The results of our study demonstrate that the serum levels of both anti-SARS-CoV-2 spike trimeric IgG and RBD IgG significantly declined six months after receiving the second BNT162b2 vaccine dose, with a trend of reduction seemingly more accentuated in older subjects. Most importantly, a significant number of vaccine recipients displayed serum levels of these antibodies below the thresholds that are currently considered effective against symptomatic SARS-CoV-2 infection, with such rate of anti-SARS-CoV-2 RBD IgG exceeding 95% of all subjects (Table 1).
Recent evidence has been provided that a third dose of BNT162b2 vaccine efficiently elicits anti-SARS-CoV-2 antibodies levels without significant adverse events , such that some national and international healthcare organizations such as the US Advisory Committee on Immunization Practices are now officially endorsing booster doses of COVID-19 vaccines in selected categories of subjects at enhanced risk of developing severe SARS-CoV-2 infection . This strategy is strongly supported by recent Israeli nationwide data , showing that the third vaccine dose reinforces protection against severe SARS-CoV-2 infection in people who had been vaccinated for over six months. Nonetheless, data demonstrates that given the important relationship between anti-SARS-CoV-2 antibody titer and protection, not all subjects would need a third vaccine dose at six months, especially those whose serum antibodies levels are still sufficiently high. Vaccine reactogenicity and the consequent risk of developing severe systemic reactions is magnified in patients with elevated serum anti-SARS-CoV-2 antibody levels , thus supporting the use of serologic testing before booster administration. Moreover, serologic monitoring could enable identification of those with lower antibody values, such as older and immunocompromised people, in whom prioritization of vaccine booster would be appropriate and more justified.
In conclusion, the results of this retrospective observational study suggest that the anti-SARS-CoV-2 RBD IgG antibodies had decreased below a protective level in the vast majority of BNT162b2 vaccine recipients after six months.
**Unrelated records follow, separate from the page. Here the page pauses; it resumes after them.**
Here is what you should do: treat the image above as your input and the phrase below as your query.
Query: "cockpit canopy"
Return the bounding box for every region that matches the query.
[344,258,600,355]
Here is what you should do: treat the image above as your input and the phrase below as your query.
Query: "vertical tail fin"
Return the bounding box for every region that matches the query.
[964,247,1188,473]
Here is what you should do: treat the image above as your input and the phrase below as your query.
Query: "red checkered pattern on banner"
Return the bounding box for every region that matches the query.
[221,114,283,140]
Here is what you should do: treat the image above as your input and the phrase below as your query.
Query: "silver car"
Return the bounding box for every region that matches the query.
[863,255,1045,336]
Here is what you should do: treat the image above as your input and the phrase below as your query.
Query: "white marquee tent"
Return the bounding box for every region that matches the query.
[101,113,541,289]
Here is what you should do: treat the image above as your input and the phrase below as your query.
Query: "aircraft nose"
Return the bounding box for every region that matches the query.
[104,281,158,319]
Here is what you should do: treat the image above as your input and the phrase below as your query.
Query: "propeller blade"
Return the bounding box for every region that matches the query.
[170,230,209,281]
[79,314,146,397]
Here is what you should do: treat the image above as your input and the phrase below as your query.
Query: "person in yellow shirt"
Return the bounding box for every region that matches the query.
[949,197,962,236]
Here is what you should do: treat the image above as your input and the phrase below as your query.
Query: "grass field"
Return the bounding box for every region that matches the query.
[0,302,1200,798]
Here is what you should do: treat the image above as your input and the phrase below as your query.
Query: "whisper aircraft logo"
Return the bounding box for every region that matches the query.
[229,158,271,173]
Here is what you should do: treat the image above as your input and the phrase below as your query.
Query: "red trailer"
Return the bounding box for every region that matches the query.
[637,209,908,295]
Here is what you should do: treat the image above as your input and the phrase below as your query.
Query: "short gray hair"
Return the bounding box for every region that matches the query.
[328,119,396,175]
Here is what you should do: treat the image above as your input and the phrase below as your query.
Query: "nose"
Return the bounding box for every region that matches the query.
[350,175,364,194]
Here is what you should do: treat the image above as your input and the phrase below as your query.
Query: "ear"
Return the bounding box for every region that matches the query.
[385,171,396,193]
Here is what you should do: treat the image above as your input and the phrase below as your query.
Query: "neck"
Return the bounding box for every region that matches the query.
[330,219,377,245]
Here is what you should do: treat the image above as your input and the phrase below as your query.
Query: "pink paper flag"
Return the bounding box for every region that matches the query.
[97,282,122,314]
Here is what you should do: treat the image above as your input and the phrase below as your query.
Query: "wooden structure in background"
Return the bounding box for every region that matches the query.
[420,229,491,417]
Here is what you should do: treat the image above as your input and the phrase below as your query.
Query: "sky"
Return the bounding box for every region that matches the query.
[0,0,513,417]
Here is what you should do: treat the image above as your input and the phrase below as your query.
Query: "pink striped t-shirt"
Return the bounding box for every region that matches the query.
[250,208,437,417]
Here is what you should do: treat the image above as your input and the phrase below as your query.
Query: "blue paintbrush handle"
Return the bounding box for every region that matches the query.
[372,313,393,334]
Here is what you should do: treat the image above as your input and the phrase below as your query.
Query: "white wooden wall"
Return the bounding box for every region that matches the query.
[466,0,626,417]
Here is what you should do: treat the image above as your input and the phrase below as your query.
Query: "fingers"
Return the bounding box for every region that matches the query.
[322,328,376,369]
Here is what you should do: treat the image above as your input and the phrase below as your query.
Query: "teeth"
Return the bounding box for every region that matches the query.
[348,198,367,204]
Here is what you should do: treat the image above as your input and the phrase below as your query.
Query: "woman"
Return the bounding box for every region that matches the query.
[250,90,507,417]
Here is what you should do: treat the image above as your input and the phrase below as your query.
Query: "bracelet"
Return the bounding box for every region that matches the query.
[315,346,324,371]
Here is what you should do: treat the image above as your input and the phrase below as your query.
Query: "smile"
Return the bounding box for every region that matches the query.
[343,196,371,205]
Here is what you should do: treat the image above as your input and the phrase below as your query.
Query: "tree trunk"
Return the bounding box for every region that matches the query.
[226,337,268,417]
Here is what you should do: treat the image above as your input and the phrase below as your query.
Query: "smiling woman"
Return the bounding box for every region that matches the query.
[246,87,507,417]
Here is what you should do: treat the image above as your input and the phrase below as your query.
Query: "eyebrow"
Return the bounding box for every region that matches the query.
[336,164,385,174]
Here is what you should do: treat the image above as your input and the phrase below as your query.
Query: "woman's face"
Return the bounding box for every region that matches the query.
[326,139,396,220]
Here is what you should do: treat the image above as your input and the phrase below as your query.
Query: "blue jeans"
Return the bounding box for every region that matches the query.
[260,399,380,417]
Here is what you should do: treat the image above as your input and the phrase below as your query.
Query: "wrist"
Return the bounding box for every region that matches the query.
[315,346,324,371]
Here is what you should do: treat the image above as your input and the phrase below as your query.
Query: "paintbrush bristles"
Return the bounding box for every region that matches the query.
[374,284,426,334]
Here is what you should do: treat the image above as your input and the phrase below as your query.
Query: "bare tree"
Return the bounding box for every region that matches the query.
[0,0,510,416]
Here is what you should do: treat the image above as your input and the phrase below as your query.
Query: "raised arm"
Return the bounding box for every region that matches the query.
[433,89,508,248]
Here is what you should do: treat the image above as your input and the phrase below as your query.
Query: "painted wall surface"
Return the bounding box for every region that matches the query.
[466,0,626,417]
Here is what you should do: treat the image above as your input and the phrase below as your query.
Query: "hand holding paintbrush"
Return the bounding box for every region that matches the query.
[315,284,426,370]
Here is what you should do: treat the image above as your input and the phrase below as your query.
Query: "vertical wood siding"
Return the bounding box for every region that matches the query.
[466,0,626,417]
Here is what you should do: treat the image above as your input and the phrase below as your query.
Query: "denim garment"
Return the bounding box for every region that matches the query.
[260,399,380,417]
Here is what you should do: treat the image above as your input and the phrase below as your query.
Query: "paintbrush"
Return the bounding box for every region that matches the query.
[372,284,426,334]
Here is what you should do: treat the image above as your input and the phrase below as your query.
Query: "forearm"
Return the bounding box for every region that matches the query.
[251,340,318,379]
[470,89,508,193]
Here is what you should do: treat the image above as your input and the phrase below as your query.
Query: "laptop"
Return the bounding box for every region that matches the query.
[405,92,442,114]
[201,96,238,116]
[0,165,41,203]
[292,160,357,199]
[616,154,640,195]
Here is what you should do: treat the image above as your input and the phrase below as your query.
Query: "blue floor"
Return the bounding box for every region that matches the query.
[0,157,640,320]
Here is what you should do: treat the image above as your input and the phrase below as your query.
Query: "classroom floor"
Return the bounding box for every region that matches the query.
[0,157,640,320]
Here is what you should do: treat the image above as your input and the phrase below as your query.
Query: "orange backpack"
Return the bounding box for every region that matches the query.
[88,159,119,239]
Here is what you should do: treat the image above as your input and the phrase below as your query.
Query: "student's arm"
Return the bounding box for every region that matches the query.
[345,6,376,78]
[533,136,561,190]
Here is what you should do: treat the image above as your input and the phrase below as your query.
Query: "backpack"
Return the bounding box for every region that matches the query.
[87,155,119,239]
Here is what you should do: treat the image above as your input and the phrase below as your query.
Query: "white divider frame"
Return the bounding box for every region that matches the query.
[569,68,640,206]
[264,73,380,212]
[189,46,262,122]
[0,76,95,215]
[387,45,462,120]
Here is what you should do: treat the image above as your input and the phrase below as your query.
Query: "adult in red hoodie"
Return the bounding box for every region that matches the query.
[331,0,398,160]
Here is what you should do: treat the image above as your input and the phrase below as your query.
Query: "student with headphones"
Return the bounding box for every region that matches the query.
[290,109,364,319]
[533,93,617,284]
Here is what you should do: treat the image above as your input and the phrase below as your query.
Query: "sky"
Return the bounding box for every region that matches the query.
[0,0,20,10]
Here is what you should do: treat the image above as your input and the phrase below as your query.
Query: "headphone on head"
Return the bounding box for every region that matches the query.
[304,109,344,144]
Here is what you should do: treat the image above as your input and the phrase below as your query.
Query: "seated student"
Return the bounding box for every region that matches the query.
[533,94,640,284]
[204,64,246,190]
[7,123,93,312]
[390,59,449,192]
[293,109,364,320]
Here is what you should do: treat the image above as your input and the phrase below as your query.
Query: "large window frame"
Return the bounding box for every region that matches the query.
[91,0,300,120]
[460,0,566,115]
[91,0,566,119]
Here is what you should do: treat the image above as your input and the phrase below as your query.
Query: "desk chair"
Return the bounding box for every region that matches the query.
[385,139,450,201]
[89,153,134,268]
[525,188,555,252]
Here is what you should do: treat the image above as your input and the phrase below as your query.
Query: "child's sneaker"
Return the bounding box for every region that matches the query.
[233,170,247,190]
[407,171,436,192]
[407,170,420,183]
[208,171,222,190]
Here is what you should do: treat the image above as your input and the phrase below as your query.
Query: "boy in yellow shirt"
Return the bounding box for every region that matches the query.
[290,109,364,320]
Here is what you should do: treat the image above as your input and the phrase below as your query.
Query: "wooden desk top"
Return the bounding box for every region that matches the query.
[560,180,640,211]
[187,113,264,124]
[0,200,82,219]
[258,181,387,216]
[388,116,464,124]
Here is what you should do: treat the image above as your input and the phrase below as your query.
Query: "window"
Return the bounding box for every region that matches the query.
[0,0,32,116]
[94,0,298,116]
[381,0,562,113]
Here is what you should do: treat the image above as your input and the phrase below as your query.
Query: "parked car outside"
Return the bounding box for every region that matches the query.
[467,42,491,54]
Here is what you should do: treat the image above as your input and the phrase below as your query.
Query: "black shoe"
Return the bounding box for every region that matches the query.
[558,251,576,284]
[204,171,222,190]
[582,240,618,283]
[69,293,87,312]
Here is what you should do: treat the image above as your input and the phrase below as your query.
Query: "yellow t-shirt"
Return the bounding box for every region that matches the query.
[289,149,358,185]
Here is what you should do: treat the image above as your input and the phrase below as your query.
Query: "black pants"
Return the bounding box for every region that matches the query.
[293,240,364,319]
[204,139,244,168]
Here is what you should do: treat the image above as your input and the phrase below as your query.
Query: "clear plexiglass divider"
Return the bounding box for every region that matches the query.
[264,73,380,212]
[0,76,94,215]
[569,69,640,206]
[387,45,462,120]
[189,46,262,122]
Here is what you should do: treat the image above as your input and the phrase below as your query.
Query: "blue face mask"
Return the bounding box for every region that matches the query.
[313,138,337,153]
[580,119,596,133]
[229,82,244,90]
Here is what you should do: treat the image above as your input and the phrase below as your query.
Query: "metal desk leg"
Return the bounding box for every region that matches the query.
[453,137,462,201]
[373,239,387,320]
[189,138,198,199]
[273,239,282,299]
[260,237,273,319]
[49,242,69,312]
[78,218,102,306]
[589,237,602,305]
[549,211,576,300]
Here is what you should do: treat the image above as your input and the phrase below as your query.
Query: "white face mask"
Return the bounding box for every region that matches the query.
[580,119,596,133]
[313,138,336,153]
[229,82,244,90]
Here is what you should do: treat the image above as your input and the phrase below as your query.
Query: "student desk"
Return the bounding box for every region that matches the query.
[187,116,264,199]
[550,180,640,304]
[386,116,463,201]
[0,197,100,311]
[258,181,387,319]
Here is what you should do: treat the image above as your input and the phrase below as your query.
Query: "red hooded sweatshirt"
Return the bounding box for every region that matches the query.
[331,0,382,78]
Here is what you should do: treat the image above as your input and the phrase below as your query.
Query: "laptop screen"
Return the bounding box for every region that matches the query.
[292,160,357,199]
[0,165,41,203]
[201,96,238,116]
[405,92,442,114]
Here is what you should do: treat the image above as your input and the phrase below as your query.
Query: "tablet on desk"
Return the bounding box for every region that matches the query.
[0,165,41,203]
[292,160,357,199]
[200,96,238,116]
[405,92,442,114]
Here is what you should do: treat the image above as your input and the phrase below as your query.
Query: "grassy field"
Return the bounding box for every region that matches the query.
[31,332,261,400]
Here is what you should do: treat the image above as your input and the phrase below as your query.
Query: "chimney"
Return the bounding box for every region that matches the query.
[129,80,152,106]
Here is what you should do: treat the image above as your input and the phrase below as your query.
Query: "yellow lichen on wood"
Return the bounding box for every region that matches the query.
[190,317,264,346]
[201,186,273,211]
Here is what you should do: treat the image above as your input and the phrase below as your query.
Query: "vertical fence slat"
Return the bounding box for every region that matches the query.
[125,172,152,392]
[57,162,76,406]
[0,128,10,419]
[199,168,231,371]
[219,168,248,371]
The rate of subjects with adequate levels of anti-SARS-CoV-2 spike trimeric IgG remained acceptable at six months post-vaccination (i.e., 72%), though their progressive decline is consistent with the need for timely administration of vaccine booster doses before humoral immunity will wane further.
The authors are thankful to the entire staff of the Pederzoli Hospital of Peschiera del Garda (Verona, Italy) for accepting to participate to this study.
Research funding: The authors received no funding for this work.
Author contributions: All authors have accepted responsibility for the entire content of this manuscript and approved its submission.
Competing interests: Authors state no conflict of interest.
Informed consent: Informed consent was obtained from all subjects included in this study.
Ethical approval: The study protocol (59COVIDCESC; November 3, 2021) was cleared by the Ethics Committee of the Provinces of Verona and Rovigo. All subjects were informed of the study and voluntarily agreed to participate, providing a written consent.